IMPORTANT: Details about end of competition evaluations 🎯

dipam · March 24, 2022, 5:29pm

Hi Everyone,

I’ve seen multiple people’s posts suggesting changes in the purchase phase training pipeline. This post is to clarify some details about the end of competition evaluations and explain some its implications.

First of all, thanks a lot to everyone who have provided feedback for the training pipeline. It has been very valuable to us for the challenge design.

TL;Dr - Please submit your best purchase strategies, you’ll need to select them for end of competition evaluations which will run 5 post purchase training pipelines.

Current problems

Many have pointed out that the training pipeline does not provide good scores. I’ll break these down some categories.

Concerns about the best purchases not being incentivised correctly
1. Model is too weak and cannot learn hard examples - This is a legitimate concern, though I do not currently know the scale to which it is applicable. We’re investigating this.
2. Not using GaussianBlur in testing changes the optimal labels - Currently I have not found any strong evidence of this, but would love to discuss further.
3. Model does not converge due to low epochs hence too stochastic - I did not find the stochasticity in scores to be too much and feel it is in expected practical limits.
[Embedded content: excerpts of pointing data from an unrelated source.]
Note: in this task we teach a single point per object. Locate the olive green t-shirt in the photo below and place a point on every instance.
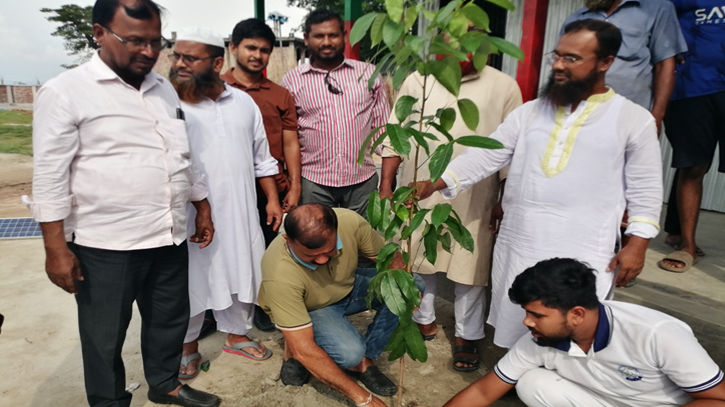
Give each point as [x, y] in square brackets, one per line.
[289, 290]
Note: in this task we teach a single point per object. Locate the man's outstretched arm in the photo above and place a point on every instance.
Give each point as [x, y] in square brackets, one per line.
[481, 393]
[301, 344]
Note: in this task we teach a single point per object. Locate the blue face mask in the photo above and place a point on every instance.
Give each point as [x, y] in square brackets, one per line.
[310, 265]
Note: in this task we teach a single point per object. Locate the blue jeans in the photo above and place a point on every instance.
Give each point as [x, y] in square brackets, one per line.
[340, 339]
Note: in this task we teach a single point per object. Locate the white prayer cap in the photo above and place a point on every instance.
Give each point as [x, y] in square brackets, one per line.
[202, 35]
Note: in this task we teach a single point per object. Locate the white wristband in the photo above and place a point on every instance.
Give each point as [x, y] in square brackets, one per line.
[370, 398]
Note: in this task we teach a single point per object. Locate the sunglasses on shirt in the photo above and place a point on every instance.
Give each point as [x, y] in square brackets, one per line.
[335, 88]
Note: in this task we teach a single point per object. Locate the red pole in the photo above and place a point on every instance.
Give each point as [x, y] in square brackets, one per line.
[532, 43]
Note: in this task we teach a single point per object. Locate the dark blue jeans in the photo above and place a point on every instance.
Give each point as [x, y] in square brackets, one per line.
[340, 339]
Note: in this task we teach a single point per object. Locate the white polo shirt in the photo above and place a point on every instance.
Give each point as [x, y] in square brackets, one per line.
[640, 358]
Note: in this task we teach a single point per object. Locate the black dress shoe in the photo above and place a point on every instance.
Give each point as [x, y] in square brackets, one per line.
[187, 397]
[294, 373]
[376, 381]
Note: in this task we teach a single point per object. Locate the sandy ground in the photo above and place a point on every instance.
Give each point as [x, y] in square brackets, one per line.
[41, 351]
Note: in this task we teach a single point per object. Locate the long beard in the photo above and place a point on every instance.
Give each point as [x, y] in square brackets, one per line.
[199, 87]
[569, 92]
[600, 5]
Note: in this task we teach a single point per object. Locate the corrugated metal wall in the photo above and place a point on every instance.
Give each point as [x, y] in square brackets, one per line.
[714, 185]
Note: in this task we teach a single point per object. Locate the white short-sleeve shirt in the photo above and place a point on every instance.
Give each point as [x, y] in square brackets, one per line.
[640, 358]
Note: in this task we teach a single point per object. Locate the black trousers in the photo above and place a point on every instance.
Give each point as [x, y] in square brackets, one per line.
[157, 279]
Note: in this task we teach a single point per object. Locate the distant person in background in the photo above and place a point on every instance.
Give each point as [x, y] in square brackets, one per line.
[336, 112]
[252, 45]
[229, 145]
[695, 124]
[111, 181]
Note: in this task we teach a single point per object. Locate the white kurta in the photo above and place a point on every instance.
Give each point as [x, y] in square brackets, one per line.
[496, 95]
[228, 144]
[571, 176]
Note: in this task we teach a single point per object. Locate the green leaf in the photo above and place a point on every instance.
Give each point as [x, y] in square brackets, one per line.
[440, 214]
[398, 139]
[374, 211]
[416, 346]
[469, 113]
[471, 41]
[418, 137]
[393, 228]
[376, 30]
[445, 240]
[392, 296]
[392, 32]
[479, 141]
[416, 44]
[396, 339]
[430, 242]
[439, 161]
[404, 106]
[448, 117]
[399, 76]
[507, 47]
[360, 27]
[395, 9]
[410, 15]
[407, 285]
[443, 14]
[458, 24]
[414, 224]
[385, 256]
[441, 130]
[448, 73]
[402, 194]
[478, 17]
[507, 4]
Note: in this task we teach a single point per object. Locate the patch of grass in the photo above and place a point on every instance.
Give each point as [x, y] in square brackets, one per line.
[16, 136]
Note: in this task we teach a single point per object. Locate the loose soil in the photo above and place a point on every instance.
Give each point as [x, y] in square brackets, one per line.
[42, 362]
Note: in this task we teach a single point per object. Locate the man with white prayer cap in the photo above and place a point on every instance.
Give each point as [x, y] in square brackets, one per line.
[229, 145]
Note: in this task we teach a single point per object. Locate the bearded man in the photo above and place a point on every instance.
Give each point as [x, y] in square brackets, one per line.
[578, 156]
[229, 145]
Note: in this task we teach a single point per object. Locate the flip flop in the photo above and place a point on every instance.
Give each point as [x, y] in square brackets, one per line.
[465, 359]
[676, 244]
[185, 361]
[237, 350]
[680, 256]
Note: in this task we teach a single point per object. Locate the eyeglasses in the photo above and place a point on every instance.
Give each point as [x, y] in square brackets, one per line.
[137, 44]
[335, 88]
[187, 59]
[569, 60]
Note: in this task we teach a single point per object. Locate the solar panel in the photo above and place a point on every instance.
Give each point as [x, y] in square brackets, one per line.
[19, 228]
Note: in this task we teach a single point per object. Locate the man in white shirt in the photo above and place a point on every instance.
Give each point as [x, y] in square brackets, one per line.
[578, 156]
[229, 144]
[112, 178]
[596, 354]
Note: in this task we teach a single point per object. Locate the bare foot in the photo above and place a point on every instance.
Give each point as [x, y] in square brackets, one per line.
[234, 339]
[189, 349]
[428, 329]
[463, 342]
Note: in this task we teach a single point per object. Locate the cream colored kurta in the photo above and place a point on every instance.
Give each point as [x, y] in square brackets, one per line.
[571, 176]
[496, 95]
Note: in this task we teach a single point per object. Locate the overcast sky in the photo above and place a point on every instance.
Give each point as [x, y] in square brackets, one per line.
[29, 54]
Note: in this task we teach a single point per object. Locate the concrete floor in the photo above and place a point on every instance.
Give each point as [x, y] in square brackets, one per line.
[42, 363]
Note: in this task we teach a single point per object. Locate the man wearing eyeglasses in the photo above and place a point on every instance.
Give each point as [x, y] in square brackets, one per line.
[335, 111]
[112, 178]
[227, 138]
[578, 156]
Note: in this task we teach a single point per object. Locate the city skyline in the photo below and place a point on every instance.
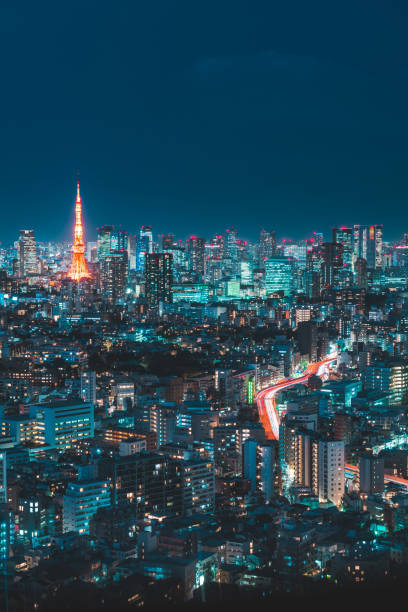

However, in the later part of this post I’ll be addressing this further.
These are the most important concerns we’re looking to resolve. Some of them are also difficult to measure, and the discussion becomes qualitative and opinionated. We want to resolve it in the most quantitative and fair way possible.
Concerns that the score is too low
1. The feature layers are frozen
2. The model is too small and plateaus
3. GaussianBlur is not used in test
For these, I’d like to reiterate that the score is not important, rather, maximising the score by making the best purchase strategies is the goal of the competition.

End of competition Evaluations

In addition to changing the dataset for end of competition evaluations. We will run select submissions on multiple training pipelines in the post purchase phase.

The detailed steps are given below:

Eligible teams will select two of their submissions to evaluate - Eligibility criteria to be announced soon, it will be based on Round 2 leaderboard.
Each submission will run through the pre-train and the purchase phase on the end of competition dataset.
The same purchased labels will be put through 5 training pipelines - Details to be released soon.
Each training pipeline will be run for 2 seeds and scores averaged, to address any stochasticity in scores.
To avoid issues due to difference of average scores from different training pipelines, a Borda ranking system will be used.

We hope this will inceltivize participants to select the best purchase strategies and not optimize for the current training pipeline. We’re unable to incorporate this setup during the live round due to the prohibitive cost of compute for each run.

Training pipeline survey

Please vote here for your favoured schemes. Note that is not a vote to select the training pipelines, just a survey of participant’s preferences, but we’ll take the results very seriously.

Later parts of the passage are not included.